EVP KAI Daop 6 Yogyakarta, Bambang Respationo, mengatakan bantuan becak listrik tersebut juga mendukung aktivitas pariwisata di Kota Yogyakarta, sekaligus menjaga kearifan lokal.
Menurut dia, bantuan tersebut berorentasi pada keberlanjutan, pelestarian lingkungan, serta pemberdayaan ekonomi masyarakat.
"Ini selaras dengan program Pemerintah Daerah DIY dan Pemkot Yogyakarta dalam mewujudkan transportasi yang low emission, ramah lingkungan dan berkelanjutan untuk mendukung pariwisata dan kelestarian lingkungan," katanya dalam keterangan tertulis, Rabu (3/6/2026).
Melalui bantuan TJSL tersebut ia berharap memperkuat citra Yogyakarta sebagai Kota Budaya dan Pariwisata yang berwawasan lingkungan.
Baca juga: Puluhan Bentor di Kota Yogyakarta Dihancurkan, Pengemudi Dialihkan ke Becak Listrik
Bambang menyebut kolaborasi menjadi kunci penting dalam program sosial KAI di wilayah Yogyakarta.
Dengan adanya kolaborasi, maka program TJSL KAI dapat memberikan manfaat langsung kepada masyarakat.
“Kolaborasi dengan Pemda DIY dan Pemkot Yogyakarta ini menjadi kunci keberhasilan berbagai program sosial KAI di wilayah Yogyakarta. Kolaborasi ini memungkinkan program TJSL KAI memberikan manfaat yang tepat sasaran dan berkelanjutan bagi lingkungan dan masyarakat,” terangnya.
Sementara itu, Manager Humas KAI Daop 6 Yogyakarta, Feni Novida Saragih menambahkan program ini sejalan dengan peran KAI sebagai BUMN transportasi yang tidak hanya berfokus pada layanan perkeretaapian, tetapi juga pada kontribusi sosial dan lingkungan.
Melalui program ini, ia berharap KAI dapat terus berkontribusi dalam mendukung pembangunan daerah, pelestarian lingkungan, dan peningkatan kualitas hidup masyarakat.

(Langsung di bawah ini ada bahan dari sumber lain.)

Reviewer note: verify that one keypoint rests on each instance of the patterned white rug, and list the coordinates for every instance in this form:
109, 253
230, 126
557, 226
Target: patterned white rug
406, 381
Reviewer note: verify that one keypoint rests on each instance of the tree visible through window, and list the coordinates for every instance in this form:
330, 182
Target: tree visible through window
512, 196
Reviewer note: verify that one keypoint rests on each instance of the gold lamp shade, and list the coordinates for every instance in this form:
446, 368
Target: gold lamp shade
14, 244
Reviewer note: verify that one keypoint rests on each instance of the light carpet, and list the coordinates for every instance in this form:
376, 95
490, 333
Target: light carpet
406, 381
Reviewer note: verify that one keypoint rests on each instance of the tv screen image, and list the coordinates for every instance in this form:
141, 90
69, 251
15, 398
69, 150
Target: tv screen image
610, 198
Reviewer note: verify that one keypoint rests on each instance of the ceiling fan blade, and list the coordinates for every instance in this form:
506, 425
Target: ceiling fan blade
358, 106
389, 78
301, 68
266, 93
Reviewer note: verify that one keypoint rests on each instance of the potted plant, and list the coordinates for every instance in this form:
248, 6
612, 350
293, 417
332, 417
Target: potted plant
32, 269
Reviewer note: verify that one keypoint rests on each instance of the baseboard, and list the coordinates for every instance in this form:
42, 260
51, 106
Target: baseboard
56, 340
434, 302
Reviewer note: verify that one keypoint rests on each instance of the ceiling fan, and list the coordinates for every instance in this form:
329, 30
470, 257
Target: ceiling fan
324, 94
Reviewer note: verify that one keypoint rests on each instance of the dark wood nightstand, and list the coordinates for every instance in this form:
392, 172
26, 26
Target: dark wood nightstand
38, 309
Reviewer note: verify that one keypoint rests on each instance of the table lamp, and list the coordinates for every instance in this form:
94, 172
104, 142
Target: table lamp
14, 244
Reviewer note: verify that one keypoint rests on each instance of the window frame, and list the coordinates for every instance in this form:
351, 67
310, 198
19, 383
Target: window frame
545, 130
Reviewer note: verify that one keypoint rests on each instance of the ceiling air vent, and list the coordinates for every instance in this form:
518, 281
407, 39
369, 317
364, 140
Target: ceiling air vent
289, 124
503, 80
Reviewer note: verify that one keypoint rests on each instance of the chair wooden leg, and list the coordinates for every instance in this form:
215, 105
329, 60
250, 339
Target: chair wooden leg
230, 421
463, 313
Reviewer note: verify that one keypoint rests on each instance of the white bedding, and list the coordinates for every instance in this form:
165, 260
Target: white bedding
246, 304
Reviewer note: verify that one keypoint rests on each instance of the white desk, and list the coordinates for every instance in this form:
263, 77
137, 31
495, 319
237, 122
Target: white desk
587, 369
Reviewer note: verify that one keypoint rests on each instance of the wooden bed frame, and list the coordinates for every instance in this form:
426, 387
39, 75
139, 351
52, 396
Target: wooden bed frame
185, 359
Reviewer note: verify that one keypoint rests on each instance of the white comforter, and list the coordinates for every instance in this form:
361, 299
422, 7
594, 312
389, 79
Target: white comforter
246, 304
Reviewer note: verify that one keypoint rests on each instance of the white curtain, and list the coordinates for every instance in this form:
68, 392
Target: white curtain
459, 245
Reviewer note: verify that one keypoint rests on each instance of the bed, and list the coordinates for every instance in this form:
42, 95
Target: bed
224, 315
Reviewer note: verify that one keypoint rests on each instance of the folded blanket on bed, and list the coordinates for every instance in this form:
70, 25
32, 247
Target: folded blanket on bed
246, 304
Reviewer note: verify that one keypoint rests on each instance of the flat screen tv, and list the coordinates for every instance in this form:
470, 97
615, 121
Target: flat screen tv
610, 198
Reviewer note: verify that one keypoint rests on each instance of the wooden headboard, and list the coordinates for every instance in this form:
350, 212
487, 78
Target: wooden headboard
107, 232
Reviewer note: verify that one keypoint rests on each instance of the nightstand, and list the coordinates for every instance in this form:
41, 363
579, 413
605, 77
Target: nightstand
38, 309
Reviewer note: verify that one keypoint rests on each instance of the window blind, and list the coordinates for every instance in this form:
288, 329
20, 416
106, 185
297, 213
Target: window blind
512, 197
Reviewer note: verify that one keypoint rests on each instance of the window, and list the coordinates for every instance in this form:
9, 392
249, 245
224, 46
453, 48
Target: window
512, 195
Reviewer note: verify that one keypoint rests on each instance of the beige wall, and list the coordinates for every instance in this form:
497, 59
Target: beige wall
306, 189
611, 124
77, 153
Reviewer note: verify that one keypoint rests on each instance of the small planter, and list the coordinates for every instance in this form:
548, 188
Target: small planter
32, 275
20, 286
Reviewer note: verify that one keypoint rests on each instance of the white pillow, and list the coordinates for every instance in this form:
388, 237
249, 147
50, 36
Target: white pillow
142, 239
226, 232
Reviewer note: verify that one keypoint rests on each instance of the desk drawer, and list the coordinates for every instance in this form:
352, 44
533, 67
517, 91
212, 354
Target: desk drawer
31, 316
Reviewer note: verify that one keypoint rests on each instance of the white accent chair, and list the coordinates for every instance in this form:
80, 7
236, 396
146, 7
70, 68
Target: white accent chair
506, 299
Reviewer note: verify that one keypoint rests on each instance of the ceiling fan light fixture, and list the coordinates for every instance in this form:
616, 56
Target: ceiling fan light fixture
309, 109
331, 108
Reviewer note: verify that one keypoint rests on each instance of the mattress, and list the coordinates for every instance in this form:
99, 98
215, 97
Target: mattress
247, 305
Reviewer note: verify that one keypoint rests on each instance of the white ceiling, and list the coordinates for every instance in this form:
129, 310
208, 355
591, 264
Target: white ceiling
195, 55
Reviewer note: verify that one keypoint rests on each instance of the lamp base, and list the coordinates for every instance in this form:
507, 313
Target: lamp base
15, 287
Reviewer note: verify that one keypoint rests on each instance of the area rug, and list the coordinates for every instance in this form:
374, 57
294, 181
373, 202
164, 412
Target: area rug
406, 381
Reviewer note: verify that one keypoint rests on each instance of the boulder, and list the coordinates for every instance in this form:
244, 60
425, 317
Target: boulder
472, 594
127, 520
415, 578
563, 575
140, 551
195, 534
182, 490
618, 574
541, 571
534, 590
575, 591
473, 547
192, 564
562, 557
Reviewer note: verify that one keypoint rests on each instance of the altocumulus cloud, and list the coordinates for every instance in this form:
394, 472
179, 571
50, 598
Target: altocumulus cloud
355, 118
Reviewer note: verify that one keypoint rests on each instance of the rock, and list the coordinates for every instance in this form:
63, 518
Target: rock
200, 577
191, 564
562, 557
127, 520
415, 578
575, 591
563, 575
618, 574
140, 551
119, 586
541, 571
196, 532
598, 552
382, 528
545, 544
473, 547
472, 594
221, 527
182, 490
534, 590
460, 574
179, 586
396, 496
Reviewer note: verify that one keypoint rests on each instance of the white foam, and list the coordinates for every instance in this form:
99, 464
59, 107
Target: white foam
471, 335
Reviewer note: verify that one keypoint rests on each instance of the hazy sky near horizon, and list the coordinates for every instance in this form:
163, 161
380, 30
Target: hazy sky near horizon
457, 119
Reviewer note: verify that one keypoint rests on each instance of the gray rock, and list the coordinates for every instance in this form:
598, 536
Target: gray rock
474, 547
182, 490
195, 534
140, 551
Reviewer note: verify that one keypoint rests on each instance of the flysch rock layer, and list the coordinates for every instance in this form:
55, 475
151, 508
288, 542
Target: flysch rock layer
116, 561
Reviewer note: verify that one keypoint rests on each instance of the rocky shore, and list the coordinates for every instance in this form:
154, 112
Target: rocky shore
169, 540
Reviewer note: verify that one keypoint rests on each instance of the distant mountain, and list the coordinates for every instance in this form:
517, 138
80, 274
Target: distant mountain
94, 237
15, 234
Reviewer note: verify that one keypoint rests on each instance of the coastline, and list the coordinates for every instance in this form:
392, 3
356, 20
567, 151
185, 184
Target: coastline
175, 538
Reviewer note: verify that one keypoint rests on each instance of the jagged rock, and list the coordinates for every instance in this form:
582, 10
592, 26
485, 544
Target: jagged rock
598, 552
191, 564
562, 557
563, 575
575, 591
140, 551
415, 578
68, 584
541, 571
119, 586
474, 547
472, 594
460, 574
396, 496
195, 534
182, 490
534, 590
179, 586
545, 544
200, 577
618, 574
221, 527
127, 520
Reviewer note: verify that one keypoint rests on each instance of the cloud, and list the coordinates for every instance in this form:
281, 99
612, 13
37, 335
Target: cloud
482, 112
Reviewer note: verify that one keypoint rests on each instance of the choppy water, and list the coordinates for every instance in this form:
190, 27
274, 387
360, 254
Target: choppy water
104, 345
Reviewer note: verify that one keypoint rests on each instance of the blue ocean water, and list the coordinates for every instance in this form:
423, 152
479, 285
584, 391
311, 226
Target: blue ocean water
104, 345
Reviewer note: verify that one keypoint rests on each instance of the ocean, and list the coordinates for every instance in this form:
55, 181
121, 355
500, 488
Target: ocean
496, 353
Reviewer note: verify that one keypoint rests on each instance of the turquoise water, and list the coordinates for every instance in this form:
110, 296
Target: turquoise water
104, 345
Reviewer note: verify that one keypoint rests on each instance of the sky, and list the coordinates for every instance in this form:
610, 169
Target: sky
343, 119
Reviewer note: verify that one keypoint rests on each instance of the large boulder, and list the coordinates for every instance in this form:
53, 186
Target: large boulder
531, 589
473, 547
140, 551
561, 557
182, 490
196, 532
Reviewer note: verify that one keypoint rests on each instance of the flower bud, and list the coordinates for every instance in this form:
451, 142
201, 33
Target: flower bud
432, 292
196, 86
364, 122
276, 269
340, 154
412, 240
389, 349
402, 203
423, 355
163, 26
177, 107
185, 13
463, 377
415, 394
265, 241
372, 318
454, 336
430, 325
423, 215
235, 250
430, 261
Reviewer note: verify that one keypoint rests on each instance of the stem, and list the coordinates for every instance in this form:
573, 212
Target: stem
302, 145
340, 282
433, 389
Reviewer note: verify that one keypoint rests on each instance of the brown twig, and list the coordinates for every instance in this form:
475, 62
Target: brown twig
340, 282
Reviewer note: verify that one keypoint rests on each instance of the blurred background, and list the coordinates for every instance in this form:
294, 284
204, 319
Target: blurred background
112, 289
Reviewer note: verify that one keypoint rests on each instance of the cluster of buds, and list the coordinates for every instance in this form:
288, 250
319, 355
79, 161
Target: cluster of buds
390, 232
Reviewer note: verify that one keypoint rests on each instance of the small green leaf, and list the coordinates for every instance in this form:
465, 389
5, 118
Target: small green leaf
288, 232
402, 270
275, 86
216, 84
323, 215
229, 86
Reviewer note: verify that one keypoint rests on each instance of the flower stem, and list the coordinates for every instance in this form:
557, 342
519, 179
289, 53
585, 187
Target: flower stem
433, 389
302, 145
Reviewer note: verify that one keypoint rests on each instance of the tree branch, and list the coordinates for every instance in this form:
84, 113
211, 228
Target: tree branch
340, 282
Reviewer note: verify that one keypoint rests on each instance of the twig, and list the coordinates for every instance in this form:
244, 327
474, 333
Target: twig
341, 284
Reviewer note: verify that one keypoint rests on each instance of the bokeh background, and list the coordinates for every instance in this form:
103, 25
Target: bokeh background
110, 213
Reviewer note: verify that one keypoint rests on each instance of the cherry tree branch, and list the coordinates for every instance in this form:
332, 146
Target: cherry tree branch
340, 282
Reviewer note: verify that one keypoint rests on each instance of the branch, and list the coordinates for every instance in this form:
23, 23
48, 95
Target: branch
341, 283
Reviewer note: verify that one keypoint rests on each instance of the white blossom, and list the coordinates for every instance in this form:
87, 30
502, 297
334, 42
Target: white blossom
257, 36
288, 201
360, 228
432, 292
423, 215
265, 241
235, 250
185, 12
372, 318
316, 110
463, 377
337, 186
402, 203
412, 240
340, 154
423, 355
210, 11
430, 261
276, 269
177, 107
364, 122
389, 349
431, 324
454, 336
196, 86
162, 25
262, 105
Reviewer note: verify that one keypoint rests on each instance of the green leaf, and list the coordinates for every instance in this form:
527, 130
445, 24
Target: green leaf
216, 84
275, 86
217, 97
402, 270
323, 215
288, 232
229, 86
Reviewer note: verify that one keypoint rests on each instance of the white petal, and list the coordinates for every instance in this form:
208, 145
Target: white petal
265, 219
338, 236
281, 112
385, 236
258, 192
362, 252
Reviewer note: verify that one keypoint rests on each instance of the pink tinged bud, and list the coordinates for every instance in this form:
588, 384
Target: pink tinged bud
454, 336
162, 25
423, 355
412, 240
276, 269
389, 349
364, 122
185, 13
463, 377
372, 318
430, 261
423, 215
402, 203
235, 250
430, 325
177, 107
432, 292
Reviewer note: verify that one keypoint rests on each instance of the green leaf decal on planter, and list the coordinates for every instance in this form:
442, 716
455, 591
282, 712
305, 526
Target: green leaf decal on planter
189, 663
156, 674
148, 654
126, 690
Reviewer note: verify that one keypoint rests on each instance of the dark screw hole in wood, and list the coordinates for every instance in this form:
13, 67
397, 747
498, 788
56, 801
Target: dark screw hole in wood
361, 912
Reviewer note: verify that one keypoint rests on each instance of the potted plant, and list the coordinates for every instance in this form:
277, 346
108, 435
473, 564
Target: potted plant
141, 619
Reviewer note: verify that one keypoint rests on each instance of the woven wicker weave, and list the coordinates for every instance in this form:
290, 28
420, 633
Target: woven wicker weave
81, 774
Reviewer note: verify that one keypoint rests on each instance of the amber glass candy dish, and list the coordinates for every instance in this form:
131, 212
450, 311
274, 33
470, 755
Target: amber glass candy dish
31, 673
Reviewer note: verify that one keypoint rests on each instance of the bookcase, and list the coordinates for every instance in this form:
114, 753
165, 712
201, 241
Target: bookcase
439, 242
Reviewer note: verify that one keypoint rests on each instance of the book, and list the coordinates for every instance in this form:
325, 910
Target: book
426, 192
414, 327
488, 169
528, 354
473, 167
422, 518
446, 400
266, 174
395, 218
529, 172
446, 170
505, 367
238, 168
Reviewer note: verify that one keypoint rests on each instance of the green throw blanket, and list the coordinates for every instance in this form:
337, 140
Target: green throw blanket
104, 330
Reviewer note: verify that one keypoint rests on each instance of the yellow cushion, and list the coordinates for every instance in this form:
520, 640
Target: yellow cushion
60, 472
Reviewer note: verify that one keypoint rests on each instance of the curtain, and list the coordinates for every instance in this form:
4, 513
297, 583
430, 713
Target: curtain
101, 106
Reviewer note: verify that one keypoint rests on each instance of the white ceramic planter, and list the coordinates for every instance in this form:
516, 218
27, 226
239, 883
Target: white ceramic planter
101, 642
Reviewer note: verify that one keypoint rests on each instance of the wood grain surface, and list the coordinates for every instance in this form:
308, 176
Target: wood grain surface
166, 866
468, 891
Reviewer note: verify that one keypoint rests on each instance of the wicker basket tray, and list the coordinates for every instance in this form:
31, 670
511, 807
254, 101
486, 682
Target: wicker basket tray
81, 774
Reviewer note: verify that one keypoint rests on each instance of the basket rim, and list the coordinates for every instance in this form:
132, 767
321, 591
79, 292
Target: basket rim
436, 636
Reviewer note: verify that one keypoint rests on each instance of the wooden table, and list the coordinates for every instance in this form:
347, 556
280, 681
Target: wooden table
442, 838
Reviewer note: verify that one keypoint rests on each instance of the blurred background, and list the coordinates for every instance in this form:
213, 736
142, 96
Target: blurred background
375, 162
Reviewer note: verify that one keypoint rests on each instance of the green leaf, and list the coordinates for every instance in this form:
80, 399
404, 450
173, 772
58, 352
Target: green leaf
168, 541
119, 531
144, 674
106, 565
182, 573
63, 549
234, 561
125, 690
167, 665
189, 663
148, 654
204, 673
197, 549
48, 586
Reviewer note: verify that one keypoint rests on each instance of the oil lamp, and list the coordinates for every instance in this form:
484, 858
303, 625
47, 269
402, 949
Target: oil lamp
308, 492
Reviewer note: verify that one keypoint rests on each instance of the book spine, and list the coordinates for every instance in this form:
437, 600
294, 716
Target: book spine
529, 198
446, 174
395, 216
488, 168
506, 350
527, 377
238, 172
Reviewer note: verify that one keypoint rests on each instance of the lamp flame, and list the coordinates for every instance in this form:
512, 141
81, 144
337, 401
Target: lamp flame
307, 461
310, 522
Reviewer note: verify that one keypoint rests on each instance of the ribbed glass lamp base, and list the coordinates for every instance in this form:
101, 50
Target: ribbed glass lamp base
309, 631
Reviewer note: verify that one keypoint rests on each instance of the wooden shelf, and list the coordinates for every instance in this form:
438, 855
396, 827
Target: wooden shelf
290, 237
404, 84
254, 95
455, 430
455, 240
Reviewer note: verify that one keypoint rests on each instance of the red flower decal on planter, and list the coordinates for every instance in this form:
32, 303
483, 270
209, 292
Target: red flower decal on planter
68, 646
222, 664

“Becak listrik yang diserahkan mengusung konsep modern tanpa meninggalkan nilai-nilai kearifan lokal. Selain lebih ramah lingkungan, penggunaan becak listrik juga diharapkan dapat membantu meringankan beban kerja pengemudi serta meningkatkan kenyamanan wisatawan di Kota Yogyakarta,” imbuhnya. (*)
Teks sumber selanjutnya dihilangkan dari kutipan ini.